1 files changed, 240 insertions, 90 deletions
diff --git a/virt/kvm/kvm_main.c b/virt/kvm/kvm_main.c
index b50dbe269f4b..3f6d450355f0 100644
--- a/virt/kvm/kvm_main.c
+++ b/virt/kvm/kvm_main.c
@@ -155,6 +155,8 @@ static void kvm_uevent_notify_change(unsigned int type, struct kvm *kvm);
 static unsigned long long kvm_createvm_count;
 static unsigned long long kvm_active_vms;
 
+static DEFINE_PER_CPU(cpumask_var_t, cpu_kick_mask);
+
 __weak void kvm_arch_mmu_notifier_invalidate_range(struct kvm *kvm,
 						   unsigned long start, unsigned long end)
 {
@@ -189,16 +191,6 @@ bool kvm_is_reserved_pfn(kvm_pfn_t pfn)
 	return true;
 }
 
-bool kvm_is_transparent_hugepage(kvm_pfn_t pfn)
-{
-	struct page *page = pfn_to_page(pfn);
-
-	if (!PageTransCompoundMap(page))
-		return false;
-
-	return is_transparent_hugepage(compound_head(page));
-}
-
 /*
  * Switches to specified vcpu, until a matching vcpu_put()
  */
@@ -245,11 +237,8 @@ static void ack_flush(void *_completed)
 {
 }
 
-static inline bool kvm_kick_many_cpus(const struct cpumask *cpus, bool wait)

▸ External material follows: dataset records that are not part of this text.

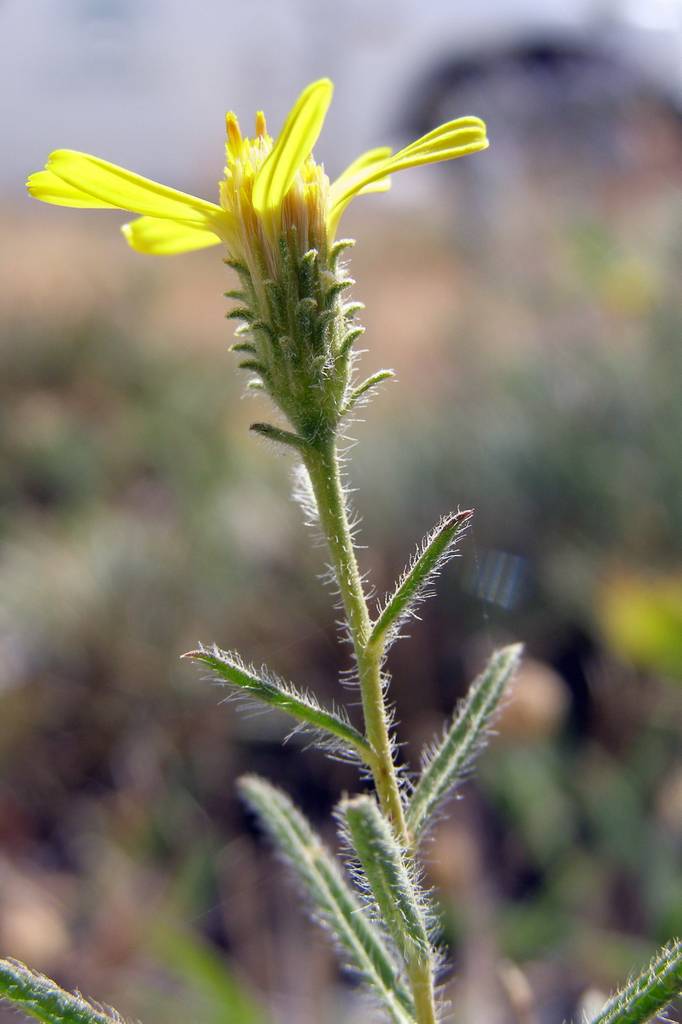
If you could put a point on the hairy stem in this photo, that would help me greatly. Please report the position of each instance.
(324, 470)
(323, 466)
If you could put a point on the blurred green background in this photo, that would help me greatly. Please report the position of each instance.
(533, 315)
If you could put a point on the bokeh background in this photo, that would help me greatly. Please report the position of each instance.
(528, 299)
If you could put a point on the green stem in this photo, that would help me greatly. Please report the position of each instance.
(323, 466)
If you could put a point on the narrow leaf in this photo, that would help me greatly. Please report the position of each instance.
(279, 435)
(444, 768)
(647, 994)
(414, 585)
(367, 385)
(331, 897)
(41, 997)
(390, 882)
(272, 690)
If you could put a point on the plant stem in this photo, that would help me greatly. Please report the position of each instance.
(324, 470)
(323, 465)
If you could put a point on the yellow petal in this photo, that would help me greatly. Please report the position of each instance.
(368, 159)
(47, 186)
(126, 190)
(293, 146)
(451, 140)
(166, 238)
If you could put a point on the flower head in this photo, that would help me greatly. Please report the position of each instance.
(278, 217)
(269, 186)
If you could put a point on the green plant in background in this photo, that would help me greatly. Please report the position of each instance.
(279, 216)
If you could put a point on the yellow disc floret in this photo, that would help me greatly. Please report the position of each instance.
(253, 236)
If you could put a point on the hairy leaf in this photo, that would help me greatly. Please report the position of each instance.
(390, 882)
(414, 585)
(649, 992)
(269, 689)
(41, 997)
(444, 768)
(332, 899)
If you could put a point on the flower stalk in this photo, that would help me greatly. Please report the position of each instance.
(278, 217)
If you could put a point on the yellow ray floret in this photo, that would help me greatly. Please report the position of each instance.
(300, 132)
(269, 187)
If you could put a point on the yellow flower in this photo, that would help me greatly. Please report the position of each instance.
(269, 187)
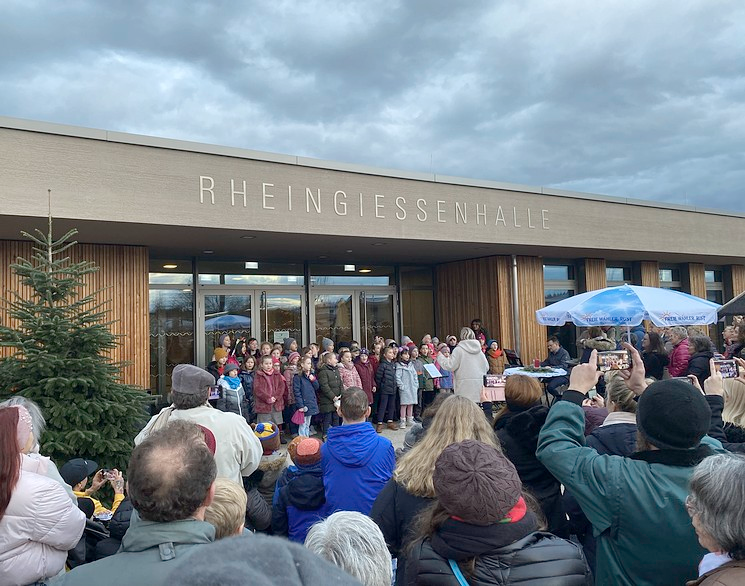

+static inline bool kvm_kick_many_cpus(struct cpumask *cpus, bool wait)
 {
-	if (unlikely(!cpus))
-		cpus = cpu_online_mask;
-
 	if (cpumask_empty(cpus))
 		return false;
 
@@ -257,33 +246,55 @@ static inline bool kvm_kick_many_cpus(const struct cpumask *cpus, bool wait)
 	return true;
 }
 
+static void kvm_make_vcpu_request(struct kvm *kvm, struct kvm_vcpu *vcpu,
+				  unsigned int req, struct cpumask *tmp,
+				  int current_cpu)
+{
+	int cpu;
+
+	kvm_make_request(req, vcpu);
+
+	if (!(req & KVM_REQUEST_NO_WAKEUP) && kvm_vcpu_wake_up(vcpu))
+		return;
+
+	/*
+	 * Note, the vCPU could get migrated to a different pCPU at any point
+	 * after kvm_request_needs_ipi(), which could result in sending an IPI
+	 * to the previous pCPU.  But, that's OK because the purpose of the IPI
+	 * is to ensure the vCPU returns to OUTSIDE_GUEST_MODE, which is
+	 * satisfied if the vCPU migrates. Entering READING_SHADOW_PAGE_TABLES
+	 * after this point is also OK, as the requirement is only that KVM wait
+	 * for vCPUs that were reading SPTEs _before_ any changes were
+	 * finalized. See kvm_vcpu_kick() for more details on handling requests.
+	 */
+	if (kvm_request_needs_ipi(vcpu, req)) {
+		cpu = READ_ONCE(vcpu->cpu);
+		if (cpu != -1 && cpu != current_cpu)
+			__cpumask_set_cpu(cpu, tmp);
+	}
+}
+
 bool kvm_make_vcpus_request_mask(struct kvm *kvm, unsigned int req,
-				 struct kvm_vcpu *except,
-				 unsigned long *vcpu_bitmap, cpumask_var_t tmp)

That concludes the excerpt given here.